Copyright © 1998 by The American Association of Immunologists

Regulated Production of Type I Collagen and Inflammatory Cytokines by Peripheral Blood Fibrocytes

Jason Chesney*, Christine Metz*, Abram B. Stavitsky{dagger}, Michael Bacher* and Richard Bucala1,*

* The Picower Institute for Medical Research, Laboratory of Medical Biochemistry, Manhasset, NY 11030; and {dagger} Case Western Reserve University, Department of Molecular Biology and Microbiology, Cleveland, OH 44106

We recently described a novel population of blood-borne cells, termed fibrocytes, that display a distinct cell surface phenotype (collagen+/CD13+/CD34+/CD45+), rapidly enter sites of tissue injury, and contribute to scar formation. To further characterize the role of these cells in vivo, we examined the expression of type I collagen and cytokine mRNAs by cells isolated from wound chambers implanted into mice. Five days after chamber implantation, CD34+ fibrocytes but not CD14+ monocytes or CD90+ T cells expressed mRNA for type I collagen.
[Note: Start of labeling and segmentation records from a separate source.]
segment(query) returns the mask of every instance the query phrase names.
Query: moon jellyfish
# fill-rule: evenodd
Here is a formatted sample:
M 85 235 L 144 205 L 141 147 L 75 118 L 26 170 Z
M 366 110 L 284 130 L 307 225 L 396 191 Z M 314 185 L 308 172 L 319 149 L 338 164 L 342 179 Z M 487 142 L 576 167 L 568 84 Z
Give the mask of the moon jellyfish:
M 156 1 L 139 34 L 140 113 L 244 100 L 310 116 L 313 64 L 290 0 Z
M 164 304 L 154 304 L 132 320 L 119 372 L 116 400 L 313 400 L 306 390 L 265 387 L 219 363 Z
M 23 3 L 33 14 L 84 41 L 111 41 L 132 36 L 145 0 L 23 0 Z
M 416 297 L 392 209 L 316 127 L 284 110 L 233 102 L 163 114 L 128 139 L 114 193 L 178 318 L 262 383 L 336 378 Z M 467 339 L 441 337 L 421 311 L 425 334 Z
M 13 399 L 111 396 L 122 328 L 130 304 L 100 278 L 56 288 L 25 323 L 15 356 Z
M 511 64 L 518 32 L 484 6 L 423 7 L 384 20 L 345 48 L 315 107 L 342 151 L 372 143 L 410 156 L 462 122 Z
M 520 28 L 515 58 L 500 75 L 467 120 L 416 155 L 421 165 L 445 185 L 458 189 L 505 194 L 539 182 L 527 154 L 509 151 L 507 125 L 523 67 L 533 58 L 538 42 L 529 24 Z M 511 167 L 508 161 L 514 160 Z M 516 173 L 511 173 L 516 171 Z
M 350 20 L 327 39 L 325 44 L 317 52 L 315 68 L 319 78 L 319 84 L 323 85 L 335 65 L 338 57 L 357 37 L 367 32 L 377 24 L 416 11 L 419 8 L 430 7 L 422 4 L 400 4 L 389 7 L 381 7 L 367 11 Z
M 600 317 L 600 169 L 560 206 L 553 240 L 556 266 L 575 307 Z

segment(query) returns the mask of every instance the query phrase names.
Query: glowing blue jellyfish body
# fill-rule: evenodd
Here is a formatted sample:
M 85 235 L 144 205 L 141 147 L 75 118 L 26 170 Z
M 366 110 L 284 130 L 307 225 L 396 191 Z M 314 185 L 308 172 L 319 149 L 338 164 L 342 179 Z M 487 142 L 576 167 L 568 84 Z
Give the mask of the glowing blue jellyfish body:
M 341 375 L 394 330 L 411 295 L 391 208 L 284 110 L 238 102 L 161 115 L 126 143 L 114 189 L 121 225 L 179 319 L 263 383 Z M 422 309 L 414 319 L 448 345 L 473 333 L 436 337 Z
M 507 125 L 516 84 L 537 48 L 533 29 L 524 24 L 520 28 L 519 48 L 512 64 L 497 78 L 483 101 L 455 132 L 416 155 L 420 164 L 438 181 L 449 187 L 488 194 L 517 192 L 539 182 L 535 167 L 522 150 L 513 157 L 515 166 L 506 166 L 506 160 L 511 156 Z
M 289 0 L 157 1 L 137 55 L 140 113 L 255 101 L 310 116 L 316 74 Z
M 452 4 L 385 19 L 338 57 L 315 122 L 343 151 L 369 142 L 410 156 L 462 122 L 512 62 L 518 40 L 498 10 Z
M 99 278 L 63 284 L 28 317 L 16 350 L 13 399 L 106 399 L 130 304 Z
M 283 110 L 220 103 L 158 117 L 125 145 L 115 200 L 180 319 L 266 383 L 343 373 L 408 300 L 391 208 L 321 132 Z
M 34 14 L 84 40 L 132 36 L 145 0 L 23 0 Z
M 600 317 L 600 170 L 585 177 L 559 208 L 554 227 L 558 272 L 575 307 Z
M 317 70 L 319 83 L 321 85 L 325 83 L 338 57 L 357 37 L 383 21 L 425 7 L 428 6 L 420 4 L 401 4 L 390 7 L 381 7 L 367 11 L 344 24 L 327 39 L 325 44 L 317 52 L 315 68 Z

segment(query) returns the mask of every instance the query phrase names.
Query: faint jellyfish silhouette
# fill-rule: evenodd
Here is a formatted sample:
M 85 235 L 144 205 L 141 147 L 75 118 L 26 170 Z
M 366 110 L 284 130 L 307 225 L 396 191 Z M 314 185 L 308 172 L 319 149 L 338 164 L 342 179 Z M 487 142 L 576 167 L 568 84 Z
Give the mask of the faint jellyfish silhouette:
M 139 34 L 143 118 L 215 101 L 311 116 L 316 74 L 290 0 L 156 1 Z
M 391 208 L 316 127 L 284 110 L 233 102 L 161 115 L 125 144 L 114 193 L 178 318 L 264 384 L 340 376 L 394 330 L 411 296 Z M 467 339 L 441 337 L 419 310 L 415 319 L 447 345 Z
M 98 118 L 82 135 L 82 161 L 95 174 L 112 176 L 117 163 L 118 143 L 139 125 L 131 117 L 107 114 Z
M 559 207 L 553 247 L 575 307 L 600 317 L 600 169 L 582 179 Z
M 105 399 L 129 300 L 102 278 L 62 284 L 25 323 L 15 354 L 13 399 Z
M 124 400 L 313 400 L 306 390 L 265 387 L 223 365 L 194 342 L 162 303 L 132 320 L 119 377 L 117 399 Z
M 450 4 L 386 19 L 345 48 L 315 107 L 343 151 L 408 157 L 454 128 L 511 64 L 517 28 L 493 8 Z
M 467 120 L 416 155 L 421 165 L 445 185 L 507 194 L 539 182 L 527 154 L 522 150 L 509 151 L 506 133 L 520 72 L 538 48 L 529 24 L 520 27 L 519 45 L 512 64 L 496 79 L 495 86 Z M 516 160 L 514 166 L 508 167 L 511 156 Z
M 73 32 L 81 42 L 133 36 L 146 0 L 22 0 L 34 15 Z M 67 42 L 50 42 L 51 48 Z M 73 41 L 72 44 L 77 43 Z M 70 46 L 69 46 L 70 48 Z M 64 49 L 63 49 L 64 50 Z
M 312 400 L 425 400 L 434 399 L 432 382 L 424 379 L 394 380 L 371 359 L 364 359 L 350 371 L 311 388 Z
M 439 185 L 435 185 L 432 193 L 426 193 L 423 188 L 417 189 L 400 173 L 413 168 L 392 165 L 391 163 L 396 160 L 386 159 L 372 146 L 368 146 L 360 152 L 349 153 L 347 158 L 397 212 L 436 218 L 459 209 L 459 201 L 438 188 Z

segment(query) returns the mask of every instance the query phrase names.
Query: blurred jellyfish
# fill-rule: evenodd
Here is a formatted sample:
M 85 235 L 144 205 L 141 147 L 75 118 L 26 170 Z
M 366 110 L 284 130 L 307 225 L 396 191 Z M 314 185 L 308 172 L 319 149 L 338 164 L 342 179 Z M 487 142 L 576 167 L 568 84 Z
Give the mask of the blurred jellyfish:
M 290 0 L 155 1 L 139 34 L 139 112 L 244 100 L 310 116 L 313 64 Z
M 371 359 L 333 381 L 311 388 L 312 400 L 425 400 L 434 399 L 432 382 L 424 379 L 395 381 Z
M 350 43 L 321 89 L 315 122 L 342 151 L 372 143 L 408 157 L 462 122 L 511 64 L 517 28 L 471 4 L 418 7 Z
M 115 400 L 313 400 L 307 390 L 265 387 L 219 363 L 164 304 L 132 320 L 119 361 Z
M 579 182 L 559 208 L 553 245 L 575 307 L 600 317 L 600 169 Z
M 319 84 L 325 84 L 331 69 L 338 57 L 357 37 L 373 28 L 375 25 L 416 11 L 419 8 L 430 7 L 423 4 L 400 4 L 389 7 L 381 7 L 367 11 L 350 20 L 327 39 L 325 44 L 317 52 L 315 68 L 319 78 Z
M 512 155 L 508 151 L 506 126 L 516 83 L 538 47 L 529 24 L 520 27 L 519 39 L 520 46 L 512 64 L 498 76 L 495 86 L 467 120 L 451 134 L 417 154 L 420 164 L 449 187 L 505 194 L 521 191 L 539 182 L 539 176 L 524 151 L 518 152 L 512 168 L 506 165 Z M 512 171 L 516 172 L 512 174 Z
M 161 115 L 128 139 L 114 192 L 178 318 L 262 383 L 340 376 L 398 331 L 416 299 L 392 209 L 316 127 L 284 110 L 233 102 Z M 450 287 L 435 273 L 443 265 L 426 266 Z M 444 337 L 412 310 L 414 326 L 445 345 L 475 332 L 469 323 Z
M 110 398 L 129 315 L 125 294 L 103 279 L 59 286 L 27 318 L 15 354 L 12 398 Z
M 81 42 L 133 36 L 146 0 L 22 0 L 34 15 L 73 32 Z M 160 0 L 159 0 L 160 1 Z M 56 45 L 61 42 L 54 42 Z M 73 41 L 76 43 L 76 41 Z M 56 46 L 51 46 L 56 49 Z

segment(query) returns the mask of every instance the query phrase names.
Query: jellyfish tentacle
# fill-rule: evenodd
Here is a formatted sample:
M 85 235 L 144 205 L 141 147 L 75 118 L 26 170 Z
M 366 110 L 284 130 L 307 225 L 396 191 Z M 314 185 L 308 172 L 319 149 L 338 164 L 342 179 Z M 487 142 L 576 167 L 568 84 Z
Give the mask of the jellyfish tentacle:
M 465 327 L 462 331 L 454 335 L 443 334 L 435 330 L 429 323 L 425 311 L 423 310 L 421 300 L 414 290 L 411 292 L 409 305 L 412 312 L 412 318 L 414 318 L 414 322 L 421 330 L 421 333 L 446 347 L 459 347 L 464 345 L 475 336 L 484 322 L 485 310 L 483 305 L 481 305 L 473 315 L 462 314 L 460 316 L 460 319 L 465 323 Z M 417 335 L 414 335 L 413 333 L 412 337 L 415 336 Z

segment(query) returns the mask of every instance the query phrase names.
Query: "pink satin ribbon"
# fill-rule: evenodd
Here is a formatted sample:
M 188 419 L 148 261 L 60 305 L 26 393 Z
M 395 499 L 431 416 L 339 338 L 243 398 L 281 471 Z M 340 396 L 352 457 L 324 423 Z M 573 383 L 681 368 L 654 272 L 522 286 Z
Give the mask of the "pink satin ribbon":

Fibrocytes purified from wound chambers also were found to express mRNA for IL-1ß, IL-10, TNF-{alpha}, JE/MCP, MIP-1{alpha}, MIP-1ß, MIP-2, PDGF-A, TGF-ß1, and M-CSF. The addition of IL-1ß (1–100 ng/ml), a critical mediator in wound healing, to fibrocytes isolated from human peripheral blood induced the secretion of chemokines (MIP-1{alpha}, MIP-1ß, MCP-1, IL-8, and GRO{alpha}), hemopoietic growth factors (IL-6, IL-10, and macrophage-CSF), and the fibrogenic cytokine TNF-{alpha}. By contrast, IL-1ß decreased the constitutive secretion of type I collagen as measured by ELISA. Additional evidence for a role for fibrocytes in collagen production in vivo was obtained in studies of livers obtained from Schistosoma japonicum-infected mice. Mouse fibrocytes localized to areas of granuloma formation and connective matrix deposition. We conclude that fibrocytes are an important source of cytokines and type I collagen during both the inflammatory and the repair phase of the wound healing response. Furthermore, IL-1ß may act on fibrocytes to effect a phenotypic transition between a repair/remodeling and a proinflammatory mode.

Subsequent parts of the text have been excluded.